05 Dec 2017 15:48 IST

All you wanted to know about Initial Coin Offerings

ICOs raise money from public investors to bankroll a start-up

Worried that the Indian IPO market is warming up too quickly? Well, global regulators have been issuing warnings about another market that’s already sizzling hot – the one for Initial Coin Offerings or ICOs.

A couple of weeks ago, the European Securities and Markets Authority, Europe’s SEBI, alerted investors that there was ‘high risk of losing all their capital’ on ICOs. A week before that, the US Securities Exchange Commission cautioned celebrities on endorsing ICOs after Paris Hilton and professional boxer Floyd Mayweather plugged them on Twitter.

What is it?

More accurately known as token sales, ICOs raise money from public investors to bankroll a start-up. But instead of the shares you acquire in an IPO, ICOs allot digital ‘tokens’ which represent an informal ownership share in the business they fund.

Two kinds of ICOs are active in the market. One type raises money to fund a new virtual currency or blockchain project that aims to mirror the runaway success of the Bitcoin or Ether. These ICOs hold out the lure that the tokens can be exchanged for the new virtual currency, once it takes off. The other set of ICOs simply raise money to fund tech start-ups. Here, token sales replace traditional capital sources such as angel funding, crowdfunding, venture capital funding or even IPOs. The expectation is that the tokens will appreciate in value with the underlying business.

The word ‘informal’ is key to understanding ICOs. While your rights in the case of shares bought in an IPO are legally protected by the elaborate securities market regulations of your country, the legal status of ICO ‘tokens’ is up in air because many countries, including India, haven’t yet framed any regulations for them.

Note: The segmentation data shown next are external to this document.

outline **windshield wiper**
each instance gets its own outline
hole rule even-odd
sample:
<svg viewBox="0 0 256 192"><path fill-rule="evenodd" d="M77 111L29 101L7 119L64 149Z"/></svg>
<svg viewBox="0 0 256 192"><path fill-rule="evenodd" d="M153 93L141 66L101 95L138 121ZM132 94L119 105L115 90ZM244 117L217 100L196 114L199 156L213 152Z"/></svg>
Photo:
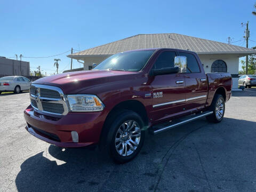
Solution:
<svg viewBox="0 0 256 192"><path fill-rule="evenodd" d="M108 69L111 70L118 70L118 71L124 71L124 69Z"/></svg>

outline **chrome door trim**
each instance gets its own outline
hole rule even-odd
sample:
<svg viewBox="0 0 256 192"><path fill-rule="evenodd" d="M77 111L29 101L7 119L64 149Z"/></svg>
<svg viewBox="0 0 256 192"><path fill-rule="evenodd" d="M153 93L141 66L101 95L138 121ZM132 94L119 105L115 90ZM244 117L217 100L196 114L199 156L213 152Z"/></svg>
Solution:
<svg viewBox="0 0 256 192"><path fill-rule="evenodd" d="M207 97L207 95L203 95L198 96L198 97L195 97L194 98L186 99L186 101L190 101L191 100L194 100L194 99L203 98L205 98L205 97Z"/></svg>
<svg viewBox="0 0 256 192"><path fill-rule="evenodd" d="M157 107L161 107L161 106L165 106L165 105L166 105L177 103L178 103L178 102L184 102L184 101L186 101L186 99L181 99L181 100L176 100L176 101L167 102L163 103L154 105L153 105L153 108Z"/></svg>
<svg viewBox="0 0 256 192"><path fill-rule="evenodd" d="M194 99L204 98L206 98L206 97L207 97L207 95L203 95L195 97L193 97L193 98L186 99L181 99L181 100L179 100L170 101L170 102L167 102L163 103L156 104L156 105L153 105L153 108L161 107L161 106L165 106L165 105L167 105L177 103L179 103L179 102L181 102L188 101L190 101L190 100L194 100Z"/></svg>

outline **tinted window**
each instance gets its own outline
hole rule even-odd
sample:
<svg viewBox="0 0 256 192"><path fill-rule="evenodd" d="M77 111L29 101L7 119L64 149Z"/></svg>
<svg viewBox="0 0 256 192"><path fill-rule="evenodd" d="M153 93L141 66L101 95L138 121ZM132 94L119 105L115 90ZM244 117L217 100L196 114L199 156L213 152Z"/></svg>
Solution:
<svg viewBox="0 0 256 192"><path fill-rule="evenodd" d="M0 78L0 81L13 81L13 77L3 77Z"/></svg>
<svg viewBox="0 0 256 192"><path fill-rule="evenodd" d="M25 81L26 81L27 82L30 82L29 79L28 79L26 77L22 77L22 78Z"/></svg>
<svg viewBox="0 0 256 192"><path fill-rule="evenodd" d="M162 53L155 62L153 69L174 67L175 57L176 53L174 51L165 51Z"/></svg>
<svg viewBox="0 0 256 192"><path fill-rule="evenodd" d="M17 81L24 81L24 80L23 80L23 78L20 77L18 77Z"/></svg>
<svg viewBox="0 0 256 192"><path fill-rule="evenodd" d="M138 71L146 65L155 50L119 53L105 60L93 69Z"/></svg>
<svg viewBox="0 0 256 192"><path fill-rule="evenodd" d="M222 60L217 60L212 65L211 72L227 72L227 65Z"/></svg>
<svg viewBox="0 0 256 192"><path fill-rule="evenodd" d="M187 73L199 73L198 63L195 56L190 53L179 52L180 56L187 57Z"/></svg>

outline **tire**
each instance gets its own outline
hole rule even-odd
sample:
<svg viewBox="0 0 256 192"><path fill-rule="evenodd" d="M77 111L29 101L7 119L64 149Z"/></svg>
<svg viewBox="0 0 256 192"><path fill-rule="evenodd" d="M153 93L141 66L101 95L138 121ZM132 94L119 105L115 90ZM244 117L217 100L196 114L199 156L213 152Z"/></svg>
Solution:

Companies that raise money through IPOs are required to file and get approval for a detailed prospectus from regulators and provide ongoing disclosures to investors. ICOs, however, skirt all these rules and simply issue a white paper sketching out business plans.

Why is it important?

Globally, there has been a silent boom in ICO fund-raising, with much of the action focussed on Europe and North America. A recent report by Atomico, a European venture capital firm, noted that coin offerings had raised over $3 billion since 2014, with the bulk of the money raised in the last one year. One of the reasons for the recent interest in ICOs is of course, the runaway rise in prices of virtual currencies such as bitcoins, which is up ten-fold this year. Then, of course, there’s hope that the recent crop of ICOs will replicate past success stories such as Ethereum. The Ethereum project launched an ICO in 2014 to develop smart contract applications based on the blockchain technology. It has seen the value of its digital token — Ether — shoot up from $1 to over $480.

Why should I care?

India is also seeing a flurry of startup action around the virtual currency and blockchain ecosystem. But if your interest is piqued, do note that ICOs operate in a regulatory limbo in India. The RBI has warned investors of the risks of dabbling in virtual currencies and is looking into whether it should regulate them. SEBI is yet to express its official views on ICOs. Given that SEBI’s global counterparts are still grappling with the issue of whether to treat digital tokens as ‘securities’, it may be some time before there is any kind of regulatory framework for ICOs in place.

The bottomline

Sure, virtual currencies and ICOs are a red-hot trend. But keep in mind that it’s your real money that you’d be betting on them.